Reducing the health risks of obesity without serious side effects

Obesity • • Public HealthJul 27, 2010

The drug rimonabant was developed as a treatment for obesity and its myriad of serious health consequences (for example, type 2 diabetes). Despite having its desired effects on weight, which it decreased, and on levels of glucose and fats in the blood, rimonabant was never approved for use in the US because of serious neurological side effects including depression and anxiety. Now, a team of researchers, led by George Kunos, at the National Institutes of Health, Bethesda, and Alexandros Makriyannis, at Northeastern University, Boston, have developed a drug that has the same positive effects in mice on levels of glucose and fats in the blood as rimonabant but none of the neurological side effects.

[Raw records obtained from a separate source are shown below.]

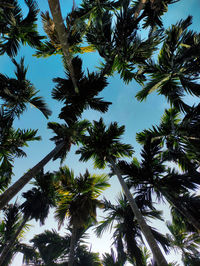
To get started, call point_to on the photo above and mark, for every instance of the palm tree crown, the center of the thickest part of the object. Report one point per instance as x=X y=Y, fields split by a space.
x=102 y=144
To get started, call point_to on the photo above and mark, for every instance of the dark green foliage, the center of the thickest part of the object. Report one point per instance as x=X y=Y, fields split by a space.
x=177 y=69
x=11 y=146
x=127 y=235
x=17 y=92
x=154 y=10
x=78 y=197
x=103 y=143
x=119 y=45
x=51 y=246
x=40 y=198
x=15 y=29
x=67 y=135
x=12 y=219
x=75 y=103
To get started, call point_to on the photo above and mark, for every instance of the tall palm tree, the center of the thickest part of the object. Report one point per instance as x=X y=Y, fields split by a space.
x=117 y=41
x=103 y=146
x=36 y=206
x=51 y=246
x=53 y=249
x=185 y=242
x=177 y=68
x=90 y=86
x=12 y=219
x=11 y=146
x=64 y=138
x=127 y=233
x=63 y=35
x=75 y=29
x=79 y=201
x=15 y=29
x=17 y=92
x=152 y=176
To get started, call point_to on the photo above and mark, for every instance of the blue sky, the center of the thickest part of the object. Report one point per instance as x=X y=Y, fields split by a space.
x=125 y=109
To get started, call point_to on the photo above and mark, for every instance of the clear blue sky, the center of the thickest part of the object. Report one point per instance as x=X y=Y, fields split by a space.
x=125 y=109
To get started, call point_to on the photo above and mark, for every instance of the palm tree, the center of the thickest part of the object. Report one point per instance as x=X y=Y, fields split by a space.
x=65 y=137
x=11 y=143
x=15 y=29
x=185 y=242
x=177 y=69
x=78 y=201
x=152 y=176
x=9 y=225
x=127 y=233
x=53 y=249
x=117 y=41
x=75 y=30
x=63 y=35
x=36 y=206
x=89 y=85
x=103 y=146
x=51 y=246
x=17 y=92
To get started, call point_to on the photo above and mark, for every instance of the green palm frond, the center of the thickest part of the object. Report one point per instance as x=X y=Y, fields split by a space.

Rimonabant targets the protein CB1R, the same molecule that mediates the effects of marijuana. CB1R is expressed in the brain and in organs such as the liver, pancreas, and fat tissue. The team developed a drug that inhibited CB1R in peripheral mouse organs but could not access the brain. This drug did not cause weight loss or neurological side effects, which rimonabant does, but did have effects on levels of glucose and fats in the blood that should reduce the risk of the serious health consequences of obesity. The authors therefore hope that this approach of targeting only peripheral CB1R can be translated into the clinic to reduce health risks in obese patients. However, in an accompanying commentary, Mary-Elizabeth Patti, at the Joslin Diabetes Center, Boston, cautions that it will be important to ensure that such drugs really do not access the brain to mediate neurological effects.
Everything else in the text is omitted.